Pasqualin Diego, Barbeitos Marcos, Silva Fabiano
Departmento de Informática, Universidade Federal do Paraná, Caixa Postal 19081, Curitiba, PR, 81531-980, Brazil.
Departmento de Zoologia, Universidade Federal do Paraná, Caixa Postal 19020, Curitiba, PR, 81531-990, Brazil.
BMC Bioinformatics. 2017 Feb 22;18(1):123. doi: 10.1186/s12859-017-1554-7.
Stochastic mapping is frequently used in comparative biology to simulate character evolution, enabling the probabilistic computation of statistics such as number of state transitions along a tree and distribution of states in its internal nodes. Common implementations rely on Continuous-time Markov Chain simulations whose parameters are difficult to adjust and subjected to inherent inaccuracy. Thus, researchers must run a large number of simulations in order to obtain adequate estimates. Although execution time tends to be relatively small when simulations are performed on a single tree assumed to be the "true" topology, it may become an issue if analyses are conducted on several trees, such as the ones that make up posterior distributions obtained via Bayesian phylogenetic inference. Working with such distributions is preferable to working with a single tree, for they allow the integration of phylogenetic uncertainty into parameter estimation. In such cases, detailed character mapping becomes less important than parameter integration across topologies. Here, we present an R-based implementation (SFREEMAP) of an analytical approach to obtain accurate, per-branch expectations of numbers of state transitions and dwelling times. We also introduce an intuitive way of visualizing the results by integrating over the posterior distribution and summarizing the parameters onto a target reference topology (such as a consensus or MAP tree) provided by the user.
We benchmarked SFREEMAP's performance against make.simmap, a popular R-based implementation of stochastic mapping. SFREEMAP confirmed theoretical expectations outperforming make.simmap in every experiment and reducing computation time of relatively modest datasets from hours to minutes. We have also demonstrated that SFREEMAP returns estimates which were not only similar to the ones obtained by averaging across make.simmap mappings, but also more accurate, according to simulated data. We illustrate our visualization strategy using previously published data on the evolution of coloniality in scleractinian corals.
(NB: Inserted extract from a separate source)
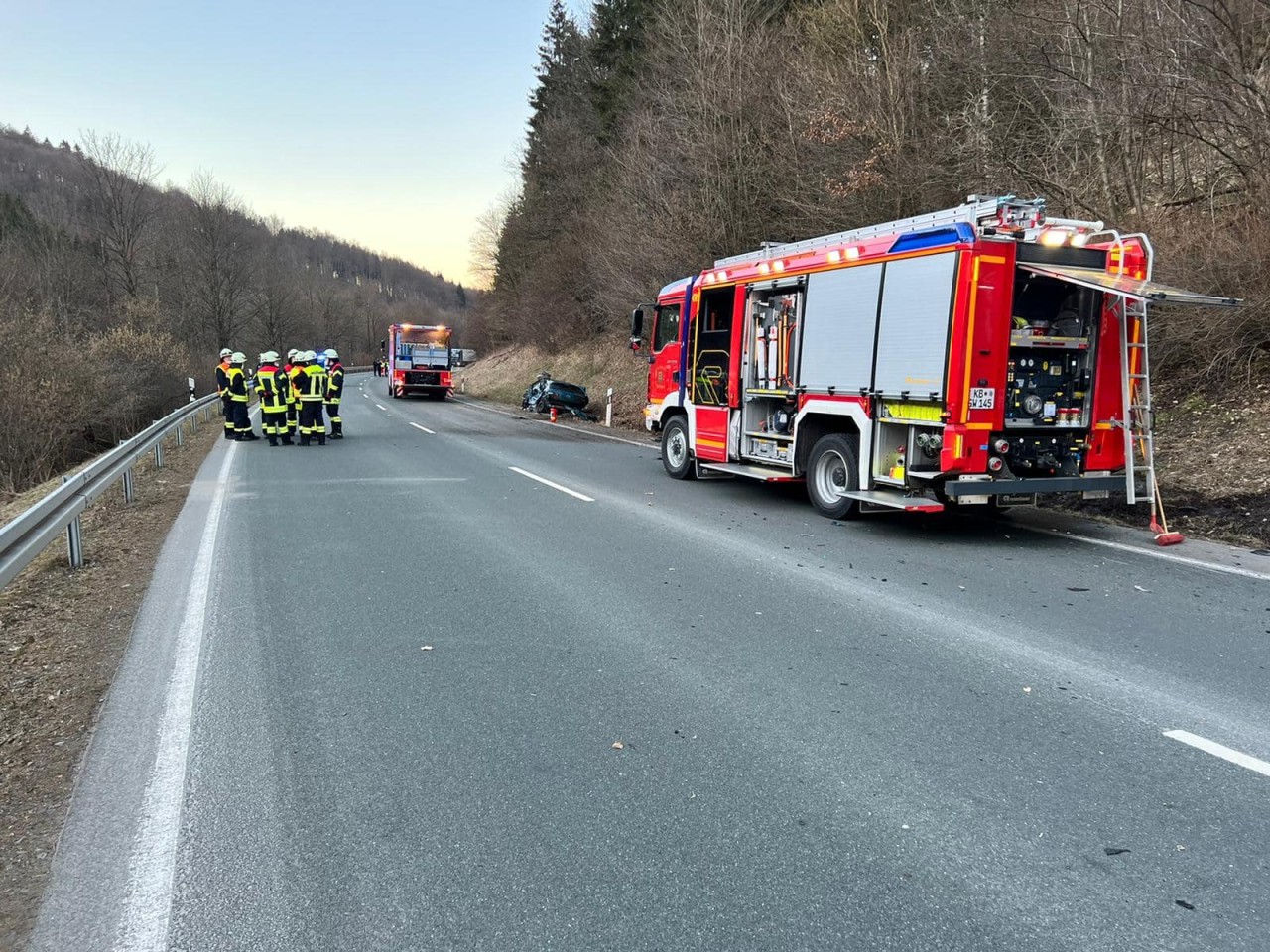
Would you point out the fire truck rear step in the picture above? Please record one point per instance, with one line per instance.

SFREEMAP is an accurate and fast alternative to ancestral state reconstruction via simulation-based stochastic mapping.
随机映射在比较生物学中经常用于模拟性状进化,能够对诸如沿树的状态转换数量和内部节点状态分布等统计量进行概率计算。常见的实现依赖于连续时间马尔可夫链模拟,其参数难以调整且存在固有误差。因此,研究人员必须运行大量模拟才能获得足够的估计值。虽然在假定为“真实”拓扑结构的单棵树上进行模拟时执行时间往往相对较短,但如果对多棵树进行分析,比如对通过贝叶斯系统发育推断获得的后验分布中的树进行分析,执行时间可能会成为一个问题。处理这样的分布比处理单棵树更可取,因为它们允许将系统发育不确定性纳入参数估计。在这种情况下,详细的性状映射不如跨拓扑结构的参数整合重要。在此,我们展示了一种基于R语言的实现方法(SFREEMAP),该方法采用一种分析方法来准确获得每个分支的状态转换数量和驻留时间的期望值。我们还引入了一种直观的结果可视化方法,即通过对后验分布进行积分并将参数汇总到用户提供的目标参考拓扑结构(如一致树或最大后验概率树)上。
我们将SFREEMAP的性能与make.simmap(一种流行的基于R语言的随机映射实现方法)进行了基准测试。SFREEMAP证实了理论预期,在每个实验中均优于make.simmap,并将相对较小数据集的计算时间从数小时缩短至数分钟。我们还证明,根据模拟数据,SFREEMAP返回的估计值不仅与通过对make.simmap映射进行平均得到的估计值相似,而且更准确。我们使用先前发表的关于石珊瑚群体形成进化的数据来说明我们的可视化策略。
SFREEMAP是一种通过基于模拟的随机映射进行祖先状态重建的准确且快速的替代方法。